J'ai été très touchée par Steve Jobs quand il avait annoncé son retrait de la direction de son Entreprise, il était si amaigri.
C'est un génie qui est parti bien trop tôt. 56 ans est très jeune pour mourir, que l'on soit un génie ou non d'ailleurs.
Jolies les photos de toi à SF.

Vagabonde said...

Thanks to everyone for your kind visits and lovely comments. I always enjoy reading your thoughts and I know that Steve Jobs touched everyone. Your comments are a wonderful addition to my posts and an important part too.

Merci à toutes et tous pour venir rendre visite à mon blog. Je suis toujours contente de lire vos pensées et je sais que Steve Jobs vous a touché.

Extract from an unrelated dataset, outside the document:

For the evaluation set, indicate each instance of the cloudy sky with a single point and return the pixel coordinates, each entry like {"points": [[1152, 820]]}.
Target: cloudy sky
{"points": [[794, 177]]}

Vos commentaires son un excellent atout à mes posts ainsi qu’une partie importante.

Roger Gauthier said...

Thanks... Don't forget one thing: History will not let us forget that man. He changed our ways of thinking. He changed the way we work. He liberated us...

Nobody foresaw what was coming, this electronic revolution he forced upon us.

iPhones, iPads, iPods, Macs, iTunes, and now iCloud... the list is endless. Thank you Steve, and may Apple show the way forever.


Jenny Woolf said...

Wow wish I had lived in San francisco in the sixties, it must have been an amazing and unbelievable place. I love the art of the period. I have a copy of Last Whole Earth catalog.

Margaret said...

Steve Jobs... Yes, he has touched our lives. We just purchased our fourth Mac (two kids away at school) and two at home. I love the clean lines, the simplicity. I love his thoughts and words and your post here has really made me appreciate him all the more. Thanks, again.